Si les recherches de gain de fonction impliquant des pathogènes infectieux soulèvent des questions légitimes, on pourra s’étonner de l’attention accordée à l’étude de Boston, alors que des travaux analogues, mais de plus grande envergure, sont publiés sans engendrer la moindre réaction médiatique. En effet, fin septembre, une équipe chinoise a présenté dans la revue Nature Communications les résultats d’expériences réalisées avec divers virus hybrides, intégrant à un Sars-CoV-2 ancestral les protéines spike des variants alpha, beta, gamma, kappa, delta, lambda, omicron et N.1.618.

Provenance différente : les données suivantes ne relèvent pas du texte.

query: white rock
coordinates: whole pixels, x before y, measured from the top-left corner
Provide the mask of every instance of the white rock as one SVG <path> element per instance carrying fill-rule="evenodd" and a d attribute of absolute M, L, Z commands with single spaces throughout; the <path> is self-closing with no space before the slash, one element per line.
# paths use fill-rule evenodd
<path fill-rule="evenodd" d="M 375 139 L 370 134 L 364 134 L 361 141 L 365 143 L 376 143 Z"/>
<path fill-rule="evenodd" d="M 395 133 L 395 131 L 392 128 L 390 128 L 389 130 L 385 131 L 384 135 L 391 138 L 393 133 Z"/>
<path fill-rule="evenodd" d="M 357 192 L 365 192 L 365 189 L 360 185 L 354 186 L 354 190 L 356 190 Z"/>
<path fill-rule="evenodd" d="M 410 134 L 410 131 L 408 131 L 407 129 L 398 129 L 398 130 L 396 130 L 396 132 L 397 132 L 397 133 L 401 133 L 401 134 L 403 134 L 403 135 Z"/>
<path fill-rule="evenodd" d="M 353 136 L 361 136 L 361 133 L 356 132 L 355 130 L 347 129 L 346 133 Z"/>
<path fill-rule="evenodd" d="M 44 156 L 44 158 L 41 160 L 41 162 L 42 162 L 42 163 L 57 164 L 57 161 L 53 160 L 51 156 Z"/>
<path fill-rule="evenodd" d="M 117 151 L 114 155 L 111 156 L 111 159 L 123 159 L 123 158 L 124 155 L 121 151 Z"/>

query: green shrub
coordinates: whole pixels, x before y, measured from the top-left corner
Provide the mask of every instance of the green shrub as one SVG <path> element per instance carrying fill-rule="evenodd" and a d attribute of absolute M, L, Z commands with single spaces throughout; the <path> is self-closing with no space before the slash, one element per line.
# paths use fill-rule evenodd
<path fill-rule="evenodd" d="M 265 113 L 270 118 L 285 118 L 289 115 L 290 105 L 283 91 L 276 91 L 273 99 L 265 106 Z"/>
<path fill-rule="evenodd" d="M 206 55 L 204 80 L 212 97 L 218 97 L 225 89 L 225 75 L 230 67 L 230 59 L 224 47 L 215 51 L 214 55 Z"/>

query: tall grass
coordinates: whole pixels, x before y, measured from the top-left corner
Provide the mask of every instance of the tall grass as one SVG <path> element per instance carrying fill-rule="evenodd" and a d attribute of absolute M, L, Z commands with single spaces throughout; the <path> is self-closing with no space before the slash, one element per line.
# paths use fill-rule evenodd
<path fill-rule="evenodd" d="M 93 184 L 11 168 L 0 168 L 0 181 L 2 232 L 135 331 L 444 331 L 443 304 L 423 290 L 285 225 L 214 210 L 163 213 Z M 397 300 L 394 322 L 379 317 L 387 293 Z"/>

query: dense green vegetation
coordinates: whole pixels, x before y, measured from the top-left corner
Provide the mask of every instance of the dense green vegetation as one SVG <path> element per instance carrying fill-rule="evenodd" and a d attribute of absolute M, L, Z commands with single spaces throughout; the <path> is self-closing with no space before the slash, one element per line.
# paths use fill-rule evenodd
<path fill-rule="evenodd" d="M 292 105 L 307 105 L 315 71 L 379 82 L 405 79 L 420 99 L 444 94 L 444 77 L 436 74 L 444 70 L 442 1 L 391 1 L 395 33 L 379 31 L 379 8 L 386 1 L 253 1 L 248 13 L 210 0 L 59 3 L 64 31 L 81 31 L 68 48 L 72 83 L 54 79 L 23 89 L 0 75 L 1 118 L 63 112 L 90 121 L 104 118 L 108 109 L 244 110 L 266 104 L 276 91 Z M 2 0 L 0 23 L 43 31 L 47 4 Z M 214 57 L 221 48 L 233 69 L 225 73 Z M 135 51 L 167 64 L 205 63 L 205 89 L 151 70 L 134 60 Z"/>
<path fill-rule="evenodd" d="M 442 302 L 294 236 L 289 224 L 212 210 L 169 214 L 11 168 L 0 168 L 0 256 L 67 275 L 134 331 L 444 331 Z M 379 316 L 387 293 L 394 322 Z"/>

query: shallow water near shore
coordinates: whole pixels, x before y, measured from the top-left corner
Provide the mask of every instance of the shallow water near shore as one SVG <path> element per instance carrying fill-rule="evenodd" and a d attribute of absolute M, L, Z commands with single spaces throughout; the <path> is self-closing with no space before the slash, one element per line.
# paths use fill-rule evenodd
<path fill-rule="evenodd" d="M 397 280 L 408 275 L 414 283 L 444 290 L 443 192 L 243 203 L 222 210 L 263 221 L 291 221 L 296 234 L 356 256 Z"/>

Avec les réserves d’usages liées au fait que ces résultats n’ont pas encore été revus par les pairs, Bruno Canard juge l’expérience menée dans le laboratoire de Boston, «qui a été réalisée dans des conditions de sécurité correctes», «permet d’obtenir des informations scientifiques intéressantes». «Elle montre qu’y a des mutations additionnelles dans le squelette du virus qui jouent un rôle pour stimuler l’immunité innée, ou dans la capacité de virus à se répliquer, etc.»

Parce que cette étude «a été menée sur des virus qui circulent déjà, dont on connaît déjà la spike et le squelette, et auxquels les populations ont déjà été exposées», Bruno Canard juge ces recherches «clairement, beaucoup moins préoccupantes que d’autres». «C’est notamment bien moins dangereux que d’aller chercher des nouveaux virus – dans des conditions de sécurité souvent pas très bien définies – de les ramener en laboratoire, et de leur faire franchir la barrière d’espèce pour déterminer s’ils vont, un jour, passer chez l’homme.» Un type de recherche qui, insiste-t-il, «n’a jamais permis de prévoir d’épidémie», et revient, selon lui, «à chercher une fuite de gaz avec un briquet».